Spousal rights rooted in laws
Marianne Clark cannot understand why the woman who gave birth to Terri Schiavo, dried her tears and nursed her cuts and bruises counts less...
The Associated Press
PINELLAS PARK, Fla. — Marianne Clark cannot understand why the woman who gave birth to Terri Schiavo, dried her tears and nursed her cuts and bruises counts less to the courts than the husband who asked that Schiavo's feeding tube be removed.
"You have a husband who hasn't been faithful, and he's the one the judges all listen to," the Sarasota woman said from a protest line outside the hospice where Schiavo was in her second week without food or water. "There's nothing like a mother. A mother knows her child, and nobody else should be able to make that decision."
Some Christian conservatives and others who want to prolong Schiavo's life do not see why her husband gets to decide her fate. But the role of the spouse as next of kin and decision-maker has deep roots in both civil and biblical law.

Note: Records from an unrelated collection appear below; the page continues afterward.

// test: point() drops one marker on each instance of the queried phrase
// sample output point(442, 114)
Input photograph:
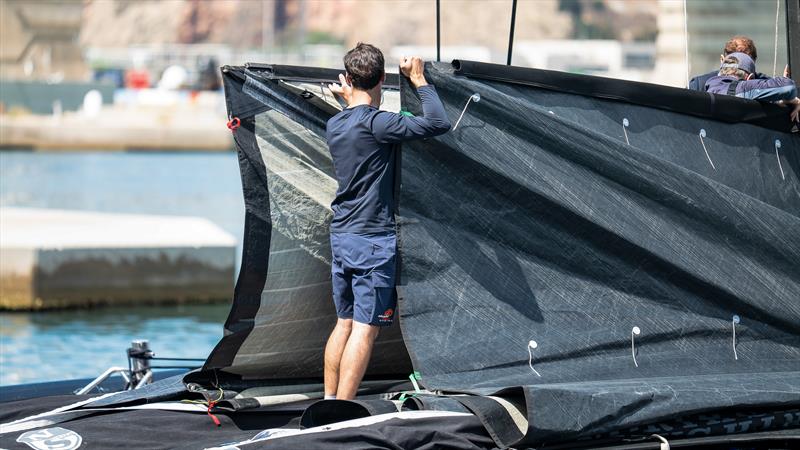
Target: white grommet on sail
point(635, 331)
point(625, 124)
point(476, 97)
point(778, 156)
point(664, 442)
point(532, 345)
point(734, 321)
point(702, 135)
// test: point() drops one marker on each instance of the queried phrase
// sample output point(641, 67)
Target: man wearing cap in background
point(737, 76)
point(741, 44)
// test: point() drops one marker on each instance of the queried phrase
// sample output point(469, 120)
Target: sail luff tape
point(476, 97)
point(778, 157)
point(702, 135)
point(625, 124)
point(531, 345)
point(734, 321)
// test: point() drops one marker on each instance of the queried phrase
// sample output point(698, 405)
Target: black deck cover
point(542, 217)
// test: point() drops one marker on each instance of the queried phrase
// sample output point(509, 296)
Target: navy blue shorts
point(363, 271)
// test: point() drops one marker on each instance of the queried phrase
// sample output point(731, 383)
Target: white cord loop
point(476, 97)
point(702, 135)
point(734, 321)
point(532, 345)
point(625, 124)
point(778, 156)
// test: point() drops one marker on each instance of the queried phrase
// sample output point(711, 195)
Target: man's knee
point(344, 324)
point(365, 330)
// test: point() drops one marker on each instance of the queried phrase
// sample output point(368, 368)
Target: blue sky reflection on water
point(51, 345)
point(83, 343)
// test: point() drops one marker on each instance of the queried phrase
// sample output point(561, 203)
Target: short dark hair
point(730, 66)
point(364, 63)
point(741, 44)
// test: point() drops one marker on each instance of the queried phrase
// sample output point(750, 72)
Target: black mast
point(793, 38)
point(438, 33)
point(511, 32)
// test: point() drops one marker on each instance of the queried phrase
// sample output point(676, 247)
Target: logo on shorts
point(386, 316)
point(51, 439)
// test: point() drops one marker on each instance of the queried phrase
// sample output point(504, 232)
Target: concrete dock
point(56, 259)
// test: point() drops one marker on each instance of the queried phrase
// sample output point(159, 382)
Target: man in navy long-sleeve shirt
point(362, 141)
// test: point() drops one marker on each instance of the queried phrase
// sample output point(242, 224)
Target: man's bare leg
point(333, 354)
point(355, 359)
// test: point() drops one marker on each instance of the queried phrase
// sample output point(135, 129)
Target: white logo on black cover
point(51, 439)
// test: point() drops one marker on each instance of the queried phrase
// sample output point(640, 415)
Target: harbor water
point(51, 345)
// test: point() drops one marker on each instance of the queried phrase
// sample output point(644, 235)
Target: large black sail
point(569, 220)
point(283, 311)
point(563, 209)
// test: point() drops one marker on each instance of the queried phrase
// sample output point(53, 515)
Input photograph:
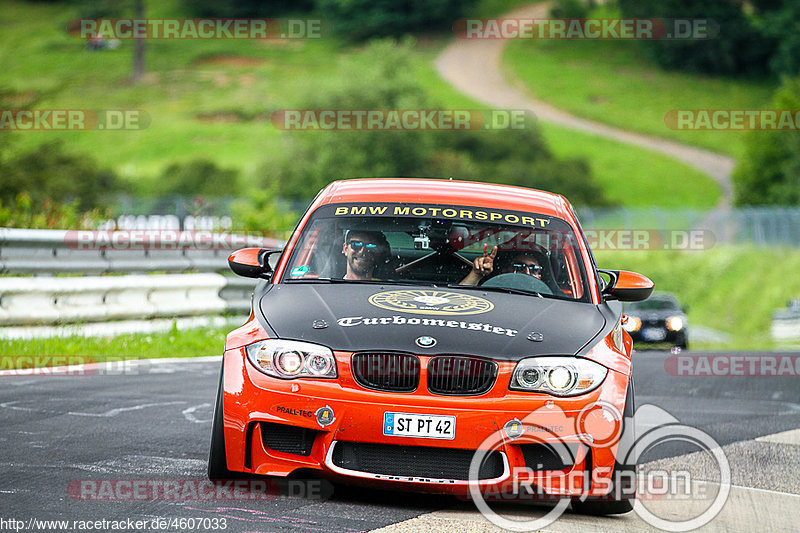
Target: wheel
point(624, 469)
point(217, 463)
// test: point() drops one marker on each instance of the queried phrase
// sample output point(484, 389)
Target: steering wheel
point(517, 280)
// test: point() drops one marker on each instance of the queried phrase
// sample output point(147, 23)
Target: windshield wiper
point(507, 290)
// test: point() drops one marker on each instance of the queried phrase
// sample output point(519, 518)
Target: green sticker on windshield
point(299, 271)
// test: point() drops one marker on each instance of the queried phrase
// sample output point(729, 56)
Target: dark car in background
point(659, 320)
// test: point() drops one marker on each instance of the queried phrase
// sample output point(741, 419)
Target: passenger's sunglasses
point(357, 246)
point(535, 270)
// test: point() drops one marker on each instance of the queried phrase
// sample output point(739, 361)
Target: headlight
point(560, 376)
point(634, 323)
point(674, 323)
point(292, 359)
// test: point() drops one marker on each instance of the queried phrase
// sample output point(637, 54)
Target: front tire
point(624, 470)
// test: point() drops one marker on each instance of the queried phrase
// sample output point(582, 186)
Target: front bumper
point(340, 413)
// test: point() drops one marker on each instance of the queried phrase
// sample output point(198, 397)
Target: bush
point(769, 173)
point(360, 19)
point(783, 25)
point(570, 9)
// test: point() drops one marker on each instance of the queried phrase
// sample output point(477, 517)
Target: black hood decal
point(372, 317)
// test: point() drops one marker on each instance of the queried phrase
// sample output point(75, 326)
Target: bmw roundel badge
point(425, 341)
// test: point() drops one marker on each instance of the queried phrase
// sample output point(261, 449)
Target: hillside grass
point(212, 99)
point(729, 289)
point(614, 82)
point(175, 343)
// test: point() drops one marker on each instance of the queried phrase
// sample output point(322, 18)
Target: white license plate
point(413, 425)
point(654, 334)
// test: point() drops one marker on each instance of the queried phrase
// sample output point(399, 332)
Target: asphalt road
point(151, 423)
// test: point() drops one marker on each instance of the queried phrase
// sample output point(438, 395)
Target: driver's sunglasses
point(535, 270)
point(357, 246)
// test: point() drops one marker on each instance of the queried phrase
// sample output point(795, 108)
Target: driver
point(363, 251)
point(521, 263)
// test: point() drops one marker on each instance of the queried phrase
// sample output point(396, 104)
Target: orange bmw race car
point(434, 335)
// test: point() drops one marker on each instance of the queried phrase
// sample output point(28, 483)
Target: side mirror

"It's odd that conservative Christians would be making this claim," said Christopher Schroeder, director of the public-law program at Duke University. "You can find biblical passages that say once you have a union like this, the union's all that matters. The parents drop out of the picture."
Bob and Mary Schindler say their daughter was a practicing Roman Catholic and would have wanted to be sustained after suffering severe brain damage in 1990. But the courts accepted Michael Schiavo's testimony that his wife's expressed wish was not to be kept alive artificially.
"The courts didn't ask Michael Schiavo, 'What do you want to do to Terri?' They asked him, 'What do you think Terri would want you to do?' " said University of Florida research associate Barbara Noah, who lectures on medical law and bioethics.
Michael Schiavo, as the husband, has been allowed to make all kinds of intimate decisions about her care. The courts not only gave him permission to have the feeding tube removed March 18, but also let him determine how often she is given Holy Communion, where she will be buried and whether even to allow her parents to attend the funeral.
The practice of giving the spouse decision-making authority stretches back to English common law, when a woman basically became a non-person when she married, said Herma Hill Kay, an expert on marriage law at the University of California, Berkeley.
The laws giving one spouse direction over the other's affairs are now gender-neutral.
Clark and other protesters have accused Michael Schiavo of violating "God's law" by withholding nourishment from his wife and by having had two children over the years with his live-in girlfriend.
But the legal tradition now separating Terri Schiavo from her parents' presumed protection also has a foundation in biblical law. In Genesis 2:24, it reads: "Therefore, a man leaves his father and his mother and cleaves to his wife, and they become one flesh."
Terri Schiavo had the right to leave written instructions giving someone else control over her medical care, and that person would have taken precedence over the husband, Noah said. In the absence of written instructions, the spouse generally gets precedence over the parents, on the presumption that the spouse lived with the incapacitated person and was most familiar with the patient's recent thinking, she said.